Jedna droga wywozu kamienia
Z kolei prezes firmy Marbud odniósł się do pytań urzędu miasta o to, którędy zostanie poprowadzony transport i jakimi pojazdami. – Uważam te pytania za śmieszne – mówił prezes Marbudu. Stwierdził, że umowa jasno określa, że wywóz będzie prowadzony od ul. Leona. – Więc pozostają do dyspozycji dwie ulice, czyli Mickiewicza i Obywatelska. Innej możliwości nie ma. Również za śmieszne uważam pytania o tonaż samochodów. Będziemy poruszać się takimi pojazdami, jak pozwalają na to przepisy – stwierdził Eugeniusz Marcol, tłumacząc, że konkretne drogi mają określoną nośność i firma zamierza je respektować.
Co związki na to?
Do tablicy został też wywołany przez mieszkańców Marian Hlubek. – A jakie jest stanowisko związków? Związki są po stronie mieszkańców czy kopalni? – zapytała jedna z uczestniczek.

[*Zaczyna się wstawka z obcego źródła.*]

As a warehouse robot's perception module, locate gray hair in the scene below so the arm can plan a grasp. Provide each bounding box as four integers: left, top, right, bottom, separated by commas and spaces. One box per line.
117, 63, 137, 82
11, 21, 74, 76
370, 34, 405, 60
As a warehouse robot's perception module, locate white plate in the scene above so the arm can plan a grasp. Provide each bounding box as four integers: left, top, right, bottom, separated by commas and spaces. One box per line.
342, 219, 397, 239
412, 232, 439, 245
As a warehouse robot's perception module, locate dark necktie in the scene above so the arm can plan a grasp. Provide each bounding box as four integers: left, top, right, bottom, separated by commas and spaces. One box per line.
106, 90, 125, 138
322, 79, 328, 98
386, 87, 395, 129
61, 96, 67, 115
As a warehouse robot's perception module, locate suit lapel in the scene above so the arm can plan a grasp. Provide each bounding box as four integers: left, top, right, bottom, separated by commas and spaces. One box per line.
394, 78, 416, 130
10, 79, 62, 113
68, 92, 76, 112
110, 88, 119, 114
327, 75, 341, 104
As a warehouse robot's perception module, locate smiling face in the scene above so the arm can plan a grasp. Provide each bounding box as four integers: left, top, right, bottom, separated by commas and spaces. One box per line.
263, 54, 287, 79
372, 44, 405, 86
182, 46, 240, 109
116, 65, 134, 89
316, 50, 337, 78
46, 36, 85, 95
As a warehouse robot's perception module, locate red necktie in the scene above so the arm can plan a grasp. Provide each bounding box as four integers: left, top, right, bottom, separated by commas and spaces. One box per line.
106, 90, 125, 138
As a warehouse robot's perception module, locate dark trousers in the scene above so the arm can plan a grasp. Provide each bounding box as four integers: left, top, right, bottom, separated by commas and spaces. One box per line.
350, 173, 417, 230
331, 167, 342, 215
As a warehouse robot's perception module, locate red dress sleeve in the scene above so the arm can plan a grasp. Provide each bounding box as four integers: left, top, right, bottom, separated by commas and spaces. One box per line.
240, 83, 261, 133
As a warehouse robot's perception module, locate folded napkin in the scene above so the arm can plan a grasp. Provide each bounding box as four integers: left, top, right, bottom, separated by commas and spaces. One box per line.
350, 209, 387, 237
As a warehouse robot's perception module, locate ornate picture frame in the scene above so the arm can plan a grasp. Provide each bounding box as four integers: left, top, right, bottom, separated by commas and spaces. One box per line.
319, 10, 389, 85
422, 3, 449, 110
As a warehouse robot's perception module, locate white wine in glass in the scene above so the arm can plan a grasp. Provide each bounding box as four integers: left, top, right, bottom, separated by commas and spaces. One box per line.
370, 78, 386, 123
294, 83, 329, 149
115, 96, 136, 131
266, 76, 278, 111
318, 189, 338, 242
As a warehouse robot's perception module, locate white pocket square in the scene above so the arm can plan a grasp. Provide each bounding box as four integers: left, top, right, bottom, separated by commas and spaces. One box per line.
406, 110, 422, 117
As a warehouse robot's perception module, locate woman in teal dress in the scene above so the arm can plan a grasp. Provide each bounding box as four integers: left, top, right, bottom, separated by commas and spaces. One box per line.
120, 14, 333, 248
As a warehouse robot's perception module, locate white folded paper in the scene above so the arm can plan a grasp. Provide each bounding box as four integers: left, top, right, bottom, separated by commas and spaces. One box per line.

– Związki są zdumione sytuacją, w której się znajdujemy. Kopalnia zorganizowała przetarg, który miał kilka celów. Jednym było poszukanie miejsca na nowe składowisko. Drugim było likwidowania ognisk zapożarowania – odparł przewodniczący ZZ Kadra. – Dzisiaj kopalnia ma duży problem. Bo z jednej strony mówi się o likwidacji zakładu przeróbczego, a likwidacja zakładu przeróbczego to de facto likwidacja całej kopalni. Brak miejsca na składowanie przyspieszy likwidację zakładu. Zdajcie sobie z tego sprawę – dodał. Przewodniczący rady miasta Lucjan Szwan, przypomniał jednak wypowiedź dyrektora kopalni ROW, Adama Robakowskiego. – Pan dyrektor kopalni wyraźnie powiedział, że do czasu likwidacji zakładu przeróbczego jest miejsce na sypanie, a nawet zapas – odniósł się.